To start, we investigated the impact of diol binding mode on the intermolecular interactions between GlcN and the OHs of the polyol. As anticipated, with 0.5 equiv of Glyc, only one strong, positive cross-peak is observed between the OHs of Glyc and the NH of GlcN (Figure 3, NH-Glyc), indicating that there is chemical exchange and hydrogen bonding between these two protons. With 1,3-PD, we similarly see a positive cross-peak for this OH/NH interaction (NH-PD), but it is significantly less intense. Additionally, a prominent positive cross-peak between OH6 of GlcN and OH of the 1,3-PD is observed (OH6-PD). The relative intensity of these two NOE signals varies as the concentration of 1,3-PD is increased. At 0.5 equiv of 1,3-PD, the interaction between OH6-PD is more intense than the NH-PD cross-peak.
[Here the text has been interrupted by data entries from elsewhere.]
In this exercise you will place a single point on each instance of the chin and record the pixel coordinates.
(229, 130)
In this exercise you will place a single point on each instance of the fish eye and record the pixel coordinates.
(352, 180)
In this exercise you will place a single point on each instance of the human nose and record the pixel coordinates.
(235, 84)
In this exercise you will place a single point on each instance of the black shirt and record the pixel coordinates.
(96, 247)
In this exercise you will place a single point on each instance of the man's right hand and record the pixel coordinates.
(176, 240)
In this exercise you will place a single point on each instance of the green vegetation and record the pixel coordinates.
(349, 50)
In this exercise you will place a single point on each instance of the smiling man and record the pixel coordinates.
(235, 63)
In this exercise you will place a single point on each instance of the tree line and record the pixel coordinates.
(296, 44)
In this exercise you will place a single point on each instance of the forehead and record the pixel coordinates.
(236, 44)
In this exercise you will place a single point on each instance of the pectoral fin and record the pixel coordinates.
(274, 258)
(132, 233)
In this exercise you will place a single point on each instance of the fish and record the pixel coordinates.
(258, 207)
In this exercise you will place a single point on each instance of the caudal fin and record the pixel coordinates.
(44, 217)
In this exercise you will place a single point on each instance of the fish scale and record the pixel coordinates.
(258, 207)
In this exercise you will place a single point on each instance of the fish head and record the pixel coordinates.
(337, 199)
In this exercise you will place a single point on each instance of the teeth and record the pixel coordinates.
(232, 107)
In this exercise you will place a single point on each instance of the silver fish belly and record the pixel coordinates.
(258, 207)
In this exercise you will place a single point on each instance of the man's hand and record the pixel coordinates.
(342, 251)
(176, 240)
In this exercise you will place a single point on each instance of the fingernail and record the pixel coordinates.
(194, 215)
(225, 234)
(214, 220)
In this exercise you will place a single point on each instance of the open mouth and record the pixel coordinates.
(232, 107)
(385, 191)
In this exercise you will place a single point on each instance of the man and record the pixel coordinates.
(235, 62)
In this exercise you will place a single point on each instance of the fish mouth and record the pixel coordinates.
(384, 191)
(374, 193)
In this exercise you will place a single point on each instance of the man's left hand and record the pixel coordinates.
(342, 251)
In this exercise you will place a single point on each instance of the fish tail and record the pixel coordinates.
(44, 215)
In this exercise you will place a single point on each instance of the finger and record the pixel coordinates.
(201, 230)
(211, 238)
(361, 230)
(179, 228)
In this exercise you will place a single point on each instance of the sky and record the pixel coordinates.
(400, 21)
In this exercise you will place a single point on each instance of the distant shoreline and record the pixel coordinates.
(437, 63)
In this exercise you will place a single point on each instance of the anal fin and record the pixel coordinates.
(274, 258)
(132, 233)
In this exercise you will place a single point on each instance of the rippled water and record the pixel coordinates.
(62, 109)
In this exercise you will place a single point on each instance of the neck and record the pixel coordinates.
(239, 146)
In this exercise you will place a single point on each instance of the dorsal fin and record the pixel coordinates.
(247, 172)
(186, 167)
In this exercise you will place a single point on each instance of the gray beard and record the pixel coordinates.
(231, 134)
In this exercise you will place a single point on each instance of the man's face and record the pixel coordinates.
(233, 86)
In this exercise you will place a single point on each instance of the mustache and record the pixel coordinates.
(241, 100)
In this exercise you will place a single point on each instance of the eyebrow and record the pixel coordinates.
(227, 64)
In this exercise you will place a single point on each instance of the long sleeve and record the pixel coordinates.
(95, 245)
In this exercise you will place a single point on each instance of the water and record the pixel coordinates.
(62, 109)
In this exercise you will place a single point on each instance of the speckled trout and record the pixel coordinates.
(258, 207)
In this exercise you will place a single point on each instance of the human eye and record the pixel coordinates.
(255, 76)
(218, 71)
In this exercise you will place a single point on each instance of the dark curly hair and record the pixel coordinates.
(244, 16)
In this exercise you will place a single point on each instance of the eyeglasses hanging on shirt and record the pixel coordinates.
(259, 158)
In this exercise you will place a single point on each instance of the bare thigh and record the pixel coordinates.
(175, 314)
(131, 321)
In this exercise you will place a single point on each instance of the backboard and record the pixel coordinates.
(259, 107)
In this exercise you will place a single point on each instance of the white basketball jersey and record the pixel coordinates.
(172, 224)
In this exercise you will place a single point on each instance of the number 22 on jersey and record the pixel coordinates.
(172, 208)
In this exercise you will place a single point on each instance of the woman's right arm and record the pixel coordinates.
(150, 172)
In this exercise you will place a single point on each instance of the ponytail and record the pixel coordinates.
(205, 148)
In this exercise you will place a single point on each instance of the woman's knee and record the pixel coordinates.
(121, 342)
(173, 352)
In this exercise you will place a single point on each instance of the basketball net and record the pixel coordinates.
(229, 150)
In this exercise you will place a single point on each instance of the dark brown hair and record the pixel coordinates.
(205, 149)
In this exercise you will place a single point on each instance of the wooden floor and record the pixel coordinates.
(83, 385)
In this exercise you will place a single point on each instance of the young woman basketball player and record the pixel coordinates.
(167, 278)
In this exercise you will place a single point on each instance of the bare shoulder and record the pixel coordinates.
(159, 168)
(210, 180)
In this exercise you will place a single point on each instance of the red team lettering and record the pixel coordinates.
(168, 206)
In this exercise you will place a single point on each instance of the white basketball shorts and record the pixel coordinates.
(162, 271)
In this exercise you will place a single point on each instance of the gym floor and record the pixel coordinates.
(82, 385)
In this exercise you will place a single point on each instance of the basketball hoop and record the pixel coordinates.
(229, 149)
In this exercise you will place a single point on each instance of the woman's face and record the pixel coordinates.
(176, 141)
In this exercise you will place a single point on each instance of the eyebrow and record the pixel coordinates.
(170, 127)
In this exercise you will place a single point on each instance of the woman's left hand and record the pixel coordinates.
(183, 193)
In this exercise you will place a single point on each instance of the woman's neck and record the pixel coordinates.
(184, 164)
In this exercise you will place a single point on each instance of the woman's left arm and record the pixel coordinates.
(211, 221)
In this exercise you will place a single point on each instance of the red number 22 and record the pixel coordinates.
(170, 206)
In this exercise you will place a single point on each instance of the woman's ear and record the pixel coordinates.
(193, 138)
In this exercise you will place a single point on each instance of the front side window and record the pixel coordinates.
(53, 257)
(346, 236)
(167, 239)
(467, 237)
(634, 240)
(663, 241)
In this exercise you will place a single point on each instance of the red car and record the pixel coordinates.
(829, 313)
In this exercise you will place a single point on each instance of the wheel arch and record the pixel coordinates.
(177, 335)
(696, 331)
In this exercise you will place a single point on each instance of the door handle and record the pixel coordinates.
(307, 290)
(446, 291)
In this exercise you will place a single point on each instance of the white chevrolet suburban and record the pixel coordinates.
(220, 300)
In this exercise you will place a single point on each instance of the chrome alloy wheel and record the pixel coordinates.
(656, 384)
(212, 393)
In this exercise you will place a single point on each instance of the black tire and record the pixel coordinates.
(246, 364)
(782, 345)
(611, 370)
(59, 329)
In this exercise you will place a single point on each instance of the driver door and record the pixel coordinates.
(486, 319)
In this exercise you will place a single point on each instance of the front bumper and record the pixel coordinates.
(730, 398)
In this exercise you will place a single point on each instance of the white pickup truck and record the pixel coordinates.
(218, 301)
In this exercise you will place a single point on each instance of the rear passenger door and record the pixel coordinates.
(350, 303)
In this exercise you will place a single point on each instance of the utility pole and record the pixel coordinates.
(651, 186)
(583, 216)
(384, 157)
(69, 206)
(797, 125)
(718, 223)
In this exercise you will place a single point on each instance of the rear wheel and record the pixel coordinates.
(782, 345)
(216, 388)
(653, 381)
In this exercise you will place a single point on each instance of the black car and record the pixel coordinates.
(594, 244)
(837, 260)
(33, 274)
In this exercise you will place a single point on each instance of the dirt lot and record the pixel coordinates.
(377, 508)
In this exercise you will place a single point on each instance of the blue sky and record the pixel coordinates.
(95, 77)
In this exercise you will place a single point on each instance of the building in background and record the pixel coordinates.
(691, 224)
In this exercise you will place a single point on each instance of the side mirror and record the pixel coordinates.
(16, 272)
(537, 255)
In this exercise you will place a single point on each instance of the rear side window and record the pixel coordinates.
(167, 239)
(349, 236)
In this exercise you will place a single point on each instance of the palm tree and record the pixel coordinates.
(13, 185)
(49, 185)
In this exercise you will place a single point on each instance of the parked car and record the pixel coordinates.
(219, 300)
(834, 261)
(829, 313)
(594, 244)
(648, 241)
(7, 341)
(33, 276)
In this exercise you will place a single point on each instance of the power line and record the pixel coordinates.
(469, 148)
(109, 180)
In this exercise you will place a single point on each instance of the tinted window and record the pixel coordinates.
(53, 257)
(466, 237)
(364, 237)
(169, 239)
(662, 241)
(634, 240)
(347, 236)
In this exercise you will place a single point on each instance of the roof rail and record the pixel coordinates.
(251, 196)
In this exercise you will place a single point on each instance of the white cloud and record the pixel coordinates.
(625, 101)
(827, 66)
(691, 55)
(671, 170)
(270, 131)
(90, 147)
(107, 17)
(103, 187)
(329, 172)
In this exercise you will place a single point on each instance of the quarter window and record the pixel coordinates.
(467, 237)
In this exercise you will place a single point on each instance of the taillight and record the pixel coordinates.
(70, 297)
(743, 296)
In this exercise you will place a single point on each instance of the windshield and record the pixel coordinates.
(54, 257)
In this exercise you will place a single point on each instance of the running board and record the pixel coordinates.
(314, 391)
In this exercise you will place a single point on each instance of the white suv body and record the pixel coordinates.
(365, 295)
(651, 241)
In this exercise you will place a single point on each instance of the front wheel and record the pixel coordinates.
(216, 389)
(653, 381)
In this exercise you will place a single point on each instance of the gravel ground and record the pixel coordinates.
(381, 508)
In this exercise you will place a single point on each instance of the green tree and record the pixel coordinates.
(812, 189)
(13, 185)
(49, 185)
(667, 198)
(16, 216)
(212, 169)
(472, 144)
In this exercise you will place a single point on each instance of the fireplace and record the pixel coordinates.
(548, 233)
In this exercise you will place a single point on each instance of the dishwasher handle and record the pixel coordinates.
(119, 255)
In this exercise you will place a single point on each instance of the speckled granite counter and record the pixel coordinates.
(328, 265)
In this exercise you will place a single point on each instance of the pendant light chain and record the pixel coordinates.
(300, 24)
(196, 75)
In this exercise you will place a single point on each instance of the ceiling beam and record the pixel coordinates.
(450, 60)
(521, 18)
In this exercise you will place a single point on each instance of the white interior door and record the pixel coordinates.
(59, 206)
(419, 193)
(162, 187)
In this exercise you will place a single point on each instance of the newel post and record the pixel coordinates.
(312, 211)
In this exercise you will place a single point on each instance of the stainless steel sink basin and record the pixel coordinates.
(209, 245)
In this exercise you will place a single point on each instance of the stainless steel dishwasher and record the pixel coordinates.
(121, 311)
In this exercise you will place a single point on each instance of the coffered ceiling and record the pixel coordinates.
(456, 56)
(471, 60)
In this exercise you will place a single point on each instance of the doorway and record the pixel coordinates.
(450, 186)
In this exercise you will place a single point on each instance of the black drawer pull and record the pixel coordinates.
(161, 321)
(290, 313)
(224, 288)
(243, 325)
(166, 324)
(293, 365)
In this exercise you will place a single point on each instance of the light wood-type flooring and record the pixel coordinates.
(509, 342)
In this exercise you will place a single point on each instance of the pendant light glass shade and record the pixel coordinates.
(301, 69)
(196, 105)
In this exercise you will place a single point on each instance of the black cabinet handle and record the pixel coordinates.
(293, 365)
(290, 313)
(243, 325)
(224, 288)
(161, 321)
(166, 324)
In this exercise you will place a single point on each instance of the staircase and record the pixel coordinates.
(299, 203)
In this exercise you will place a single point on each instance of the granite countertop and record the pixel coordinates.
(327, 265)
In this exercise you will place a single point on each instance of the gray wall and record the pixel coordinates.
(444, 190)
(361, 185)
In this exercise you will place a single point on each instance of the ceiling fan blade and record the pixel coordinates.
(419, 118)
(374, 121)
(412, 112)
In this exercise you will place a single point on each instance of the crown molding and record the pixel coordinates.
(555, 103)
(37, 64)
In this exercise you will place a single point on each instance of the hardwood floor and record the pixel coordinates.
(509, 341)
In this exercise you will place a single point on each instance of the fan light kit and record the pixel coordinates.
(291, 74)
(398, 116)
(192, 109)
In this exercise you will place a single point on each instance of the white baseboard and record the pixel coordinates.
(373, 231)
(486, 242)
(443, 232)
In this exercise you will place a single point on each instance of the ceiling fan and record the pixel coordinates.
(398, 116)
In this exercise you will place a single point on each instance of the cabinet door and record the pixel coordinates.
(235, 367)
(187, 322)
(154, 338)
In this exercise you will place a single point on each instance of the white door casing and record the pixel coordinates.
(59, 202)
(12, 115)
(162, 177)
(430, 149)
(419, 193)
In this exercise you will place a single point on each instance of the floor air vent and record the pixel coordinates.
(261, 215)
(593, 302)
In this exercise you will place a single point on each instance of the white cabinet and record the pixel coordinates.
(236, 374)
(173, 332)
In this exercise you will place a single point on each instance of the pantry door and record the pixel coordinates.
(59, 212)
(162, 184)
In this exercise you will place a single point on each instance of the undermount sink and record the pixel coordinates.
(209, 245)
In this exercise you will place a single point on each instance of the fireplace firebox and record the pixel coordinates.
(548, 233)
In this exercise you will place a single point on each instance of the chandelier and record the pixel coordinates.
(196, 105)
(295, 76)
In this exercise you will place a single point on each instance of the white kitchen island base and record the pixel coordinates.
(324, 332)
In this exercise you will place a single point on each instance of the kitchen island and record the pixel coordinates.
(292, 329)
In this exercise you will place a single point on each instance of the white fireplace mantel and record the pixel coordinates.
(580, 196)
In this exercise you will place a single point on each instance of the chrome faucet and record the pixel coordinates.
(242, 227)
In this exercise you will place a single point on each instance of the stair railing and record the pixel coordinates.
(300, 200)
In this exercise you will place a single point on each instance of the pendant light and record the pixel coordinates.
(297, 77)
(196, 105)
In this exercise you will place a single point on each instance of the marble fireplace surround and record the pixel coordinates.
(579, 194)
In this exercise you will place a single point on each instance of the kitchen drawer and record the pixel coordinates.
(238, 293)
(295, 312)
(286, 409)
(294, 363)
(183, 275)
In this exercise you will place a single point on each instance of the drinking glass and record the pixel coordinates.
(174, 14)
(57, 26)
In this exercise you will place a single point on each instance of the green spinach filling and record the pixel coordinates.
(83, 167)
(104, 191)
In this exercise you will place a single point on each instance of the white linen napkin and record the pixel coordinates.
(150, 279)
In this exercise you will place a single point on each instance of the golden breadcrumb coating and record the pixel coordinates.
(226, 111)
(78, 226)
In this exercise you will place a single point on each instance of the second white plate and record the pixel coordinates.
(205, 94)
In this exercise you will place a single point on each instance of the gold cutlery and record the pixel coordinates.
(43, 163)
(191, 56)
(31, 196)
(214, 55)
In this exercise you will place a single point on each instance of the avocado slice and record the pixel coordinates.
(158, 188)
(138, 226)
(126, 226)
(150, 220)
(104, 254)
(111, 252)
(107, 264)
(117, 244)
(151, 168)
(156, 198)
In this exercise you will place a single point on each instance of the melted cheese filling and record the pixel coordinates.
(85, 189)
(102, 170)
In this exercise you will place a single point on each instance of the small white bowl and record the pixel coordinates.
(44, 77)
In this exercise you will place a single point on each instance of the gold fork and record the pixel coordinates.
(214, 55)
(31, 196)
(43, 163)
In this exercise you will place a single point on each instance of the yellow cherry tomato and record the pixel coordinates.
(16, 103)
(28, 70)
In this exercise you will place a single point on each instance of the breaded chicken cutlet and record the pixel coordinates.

However, as the concentration of 1,3-PD increases, the intensity of the NH-PD cross-peak increases, and the diol’s hydrogen bonding preference shifts to the amine of GlcN (Figures S1 and S2). Interestingly, with 0.5 equiv of EG, the only significant signal is a positive cross-peak between the OH6 of GlcN and the OH’s of EG (OH6-EG). This signal remains the predominant cross-peak at both 0.5 and 1.0 equiv of diol, and EG has no NH interactions until it is in excess (Figures S1 and S2). In combination, these data suggest that the 1,3-PD has a higher preference for the NH than EG, which has a higher preference for the OHs of GlcN. These results clearly demonstrate that the diol binding mode impacts the intermolecular interactions between GlcN and the polyol.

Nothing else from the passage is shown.